In order to fry something, one has to add fat. Fat does two things: it works as both a flavoring ingredient and a cooking medium. So anytime you fry a food, you add flavor and texture.

Brown describes some frying techniques on The Early Show:
  • Pan-frying: Uses enough oil to come 1/3 to halfway up the side of the food.

  • Immersion-Frying (Deep-Fat Frying): Food is completely immersed in the fat medium.

  • Sauteing: Use barely enough oil to cover the bottom of a wide, shallow, heavy and hot pan.
Brown uses pan-frying to cook a pack of corn dogs. Brown has chosen to use an electric skillet for his heated oil in large part because it's easier to maintain a steadier oil temperature. He says a steady temperature will also keep the oil from burning.

The Recipe

A Pack of Wild Corn Dogs
Yields: 4 corn dogs

Ingredients:
4 cups vegetable shortening
1/2 plus 1/3 cup all-purpose flour
1/2 cup yellow cornmeal
1 tablespoon salt
1/4 teaspoon baking soda
1 teaspoon baking powder
1/2 teaspoon cayenne pepper
1/2 jalapeño chili, seeded and finely minced
1/3 cup fresh corn kernels, pounded slightly
1/4 cup grated onion
1 cup buttermilk
4 franks or pre-cooked sausages (He is partial to buffalo sausages)
Cornstarch for dredging

Cooking Utensils:
Electric skillet
3 containers for dredging
Draining rack
4 Popsicle sticks

Pan Frying Method:

Heat the shortening in an electric skillet. Set the thermostat to 350 degrees F. (Do not go beyond this temperature or the shortening will burn.)

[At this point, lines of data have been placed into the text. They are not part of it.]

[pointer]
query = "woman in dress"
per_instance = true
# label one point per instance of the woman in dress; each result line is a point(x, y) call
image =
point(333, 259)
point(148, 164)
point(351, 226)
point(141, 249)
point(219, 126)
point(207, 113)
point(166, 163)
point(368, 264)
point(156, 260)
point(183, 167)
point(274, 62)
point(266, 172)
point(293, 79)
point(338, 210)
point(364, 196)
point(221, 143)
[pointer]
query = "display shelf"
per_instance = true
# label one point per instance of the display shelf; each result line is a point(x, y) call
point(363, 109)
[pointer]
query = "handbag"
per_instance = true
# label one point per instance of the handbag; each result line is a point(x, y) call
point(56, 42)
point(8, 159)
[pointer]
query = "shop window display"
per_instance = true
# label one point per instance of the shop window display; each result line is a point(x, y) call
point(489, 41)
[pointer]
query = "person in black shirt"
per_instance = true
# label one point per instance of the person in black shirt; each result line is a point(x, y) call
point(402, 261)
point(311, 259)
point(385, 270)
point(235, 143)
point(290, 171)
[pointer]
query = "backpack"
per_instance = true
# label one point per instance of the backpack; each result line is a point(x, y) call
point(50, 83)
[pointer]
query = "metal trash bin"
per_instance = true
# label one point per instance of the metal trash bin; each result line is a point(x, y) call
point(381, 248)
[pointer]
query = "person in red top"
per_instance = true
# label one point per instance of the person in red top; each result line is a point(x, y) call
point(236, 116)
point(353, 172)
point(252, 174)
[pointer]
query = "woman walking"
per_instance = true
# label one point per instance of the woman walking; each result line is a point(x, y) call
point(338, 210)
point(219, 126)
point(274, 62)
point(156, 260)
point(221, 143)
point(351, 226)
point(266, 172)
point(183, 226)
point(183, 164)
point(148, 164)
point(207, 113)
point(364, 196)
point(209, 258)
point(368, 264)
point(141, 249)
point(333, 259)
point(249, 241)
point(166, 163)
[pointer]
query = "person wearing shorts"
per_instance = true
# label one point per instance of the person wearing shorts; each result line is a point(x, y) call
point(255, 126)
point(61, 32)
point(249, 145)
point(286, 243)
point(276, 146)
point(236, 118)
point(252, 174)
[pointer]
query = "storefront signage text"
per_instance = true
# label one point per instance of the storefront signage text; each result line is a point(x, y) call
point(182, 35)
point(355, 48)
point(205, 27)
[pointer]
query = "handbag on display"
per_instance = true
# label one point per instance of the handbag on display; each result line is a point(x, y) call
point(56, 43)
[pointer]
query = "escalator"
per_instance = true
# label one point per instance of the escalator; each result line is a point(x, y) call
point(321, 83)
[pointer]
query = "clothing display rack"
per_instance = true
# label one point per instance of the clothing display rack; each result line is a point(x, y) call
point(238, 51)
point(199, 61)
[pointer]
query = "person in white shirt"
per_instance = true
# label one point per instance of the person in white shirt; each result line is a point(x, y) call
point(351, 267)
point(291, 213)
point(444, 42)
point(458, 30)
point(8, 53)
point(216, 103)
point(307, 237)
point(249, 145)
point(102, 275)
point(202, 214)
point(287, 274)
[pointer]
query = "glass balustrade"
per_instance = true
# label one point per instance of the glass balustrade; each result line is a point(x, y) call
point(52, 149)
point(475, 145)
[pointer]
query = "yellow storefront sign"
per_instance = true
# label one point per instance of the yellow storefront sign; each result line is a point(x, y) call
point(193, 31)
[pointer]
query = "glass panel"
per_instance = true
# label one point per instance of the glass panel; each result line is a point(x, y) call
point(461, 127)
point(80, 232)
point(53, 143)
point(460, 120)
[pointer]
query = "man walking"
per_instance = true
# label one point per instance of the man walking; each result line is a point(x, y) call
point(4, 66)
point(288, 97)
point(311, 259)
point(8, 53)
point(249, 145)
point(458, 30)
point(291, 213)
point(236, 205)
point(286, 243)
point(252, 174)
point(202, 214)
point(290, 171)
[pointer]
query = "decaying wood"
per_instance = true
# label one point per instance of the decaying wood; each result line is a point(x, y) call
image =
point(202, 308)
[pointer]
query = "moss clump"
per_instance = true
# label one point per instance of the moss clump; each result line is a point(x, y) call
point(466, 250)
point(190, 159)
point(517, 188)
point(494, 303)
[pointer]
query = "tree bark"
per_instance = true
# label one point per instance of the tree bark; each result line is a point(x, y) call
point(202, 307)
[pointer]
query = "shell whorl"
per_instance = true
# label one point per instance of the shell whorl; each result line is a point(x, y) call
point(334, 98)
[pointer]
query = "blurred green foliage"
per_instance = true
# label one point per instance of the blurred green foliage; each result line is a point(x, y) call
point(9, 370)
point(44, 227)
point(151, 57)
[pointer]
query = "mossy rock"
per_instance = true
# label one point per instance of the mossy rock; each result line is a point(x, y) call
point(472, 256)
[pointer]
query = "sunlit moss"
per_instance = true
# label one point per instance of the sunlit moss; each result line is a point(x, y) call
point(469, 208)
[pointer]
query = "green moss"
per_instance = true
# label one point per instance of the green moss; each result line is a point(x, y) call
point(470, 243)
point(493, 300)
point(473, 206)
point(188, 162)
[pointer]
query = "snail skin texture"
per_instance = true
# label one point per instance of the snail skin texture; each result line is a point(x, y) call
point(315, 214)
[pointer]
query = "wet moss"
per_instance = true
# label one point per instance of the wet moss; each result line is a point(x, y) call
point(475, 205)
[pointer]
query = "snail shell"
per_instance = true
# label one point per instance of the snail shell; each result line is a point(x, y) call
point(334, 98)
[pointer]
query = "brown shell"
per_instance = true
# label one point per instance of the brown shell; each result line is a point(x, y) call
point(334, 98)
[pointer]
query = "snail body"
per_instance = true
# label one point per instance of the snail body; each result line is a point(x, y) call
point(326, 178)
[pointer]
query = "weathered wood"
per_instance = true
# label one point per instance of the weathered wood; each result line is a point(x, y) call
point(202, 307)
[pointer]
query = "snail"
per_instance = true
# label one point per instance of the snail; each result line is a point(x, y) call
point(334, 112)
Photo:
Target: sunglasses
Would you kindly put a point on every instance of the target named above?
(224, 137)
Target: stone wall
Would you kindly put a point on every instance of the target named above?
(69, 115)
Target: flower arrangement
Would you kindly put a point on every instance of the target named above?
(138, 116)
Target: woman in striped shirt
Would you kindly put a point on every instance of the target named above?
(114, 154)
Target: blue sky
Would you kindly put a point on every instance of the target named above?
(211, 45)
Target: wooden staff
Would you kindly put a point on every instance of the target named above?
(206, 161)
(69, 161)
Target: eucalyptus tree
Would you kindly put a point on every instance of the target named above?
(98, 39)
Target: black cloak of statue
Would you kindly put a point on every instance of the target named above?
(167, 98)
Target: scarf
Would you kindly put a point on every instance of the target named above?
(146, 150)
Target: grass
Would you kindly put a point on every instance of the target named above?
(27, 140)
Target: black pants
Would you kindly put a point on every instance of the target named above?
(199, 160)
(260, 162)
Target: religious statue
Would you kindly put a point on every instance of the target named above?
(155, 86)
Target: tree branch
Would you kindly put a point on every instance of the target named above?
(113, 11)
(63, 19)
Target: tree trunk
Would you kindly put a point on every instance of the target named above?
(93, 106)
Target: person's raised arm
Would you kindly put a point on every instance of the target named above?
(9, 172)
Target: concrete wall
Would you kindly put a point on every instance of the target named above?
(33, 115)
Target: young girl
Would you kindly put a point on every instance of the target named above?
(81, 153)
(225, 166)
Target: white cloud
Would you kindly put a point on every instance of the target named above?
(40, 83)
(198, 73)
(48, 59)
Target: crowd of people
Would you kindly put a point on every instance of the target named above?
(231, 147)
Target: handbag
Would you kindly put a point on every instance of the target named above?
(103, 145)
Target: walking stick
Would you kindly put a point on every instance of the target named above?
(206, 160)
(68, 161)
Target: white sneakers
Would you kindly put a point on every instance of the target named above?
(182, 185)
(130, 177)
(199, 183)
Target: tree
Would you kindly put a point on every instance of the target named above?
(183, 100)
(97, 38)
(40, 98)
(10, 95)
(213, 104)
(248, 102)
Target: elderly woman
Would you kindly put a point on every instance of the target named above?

Combine the flour, cornmeal, salt, baking soda, baking powder, and the cayenne pepper. In a separate container, combine the jalapeño, corn, onion, buttermilk, and 1/2 cup water. Pour this wet mixture into the dry ingredients, stirring just to thoroughly combine. Allow the batter to rest for 10 minutes.

Thoroughly pat the franks dry. Dredge the franks in cornstarch, being sure to shake off all the excess, then dip them in the batter. Immediately add to the hot fat. As soon as the batter is set on the bottom side, roll the corn dog over to cook the other side. Turn every minute until the outer skin is mahogany brown and crunchy, about 6 minutes total.

Drain briefly on a draining rack. Grasp the corn dog firmly with the towel and push in a Popsicle stick for a handle. (Leaving the handles off until the cooking is over makes for a lot more room in the pan. Besides, there's no other way to keep the handle from getting greasy).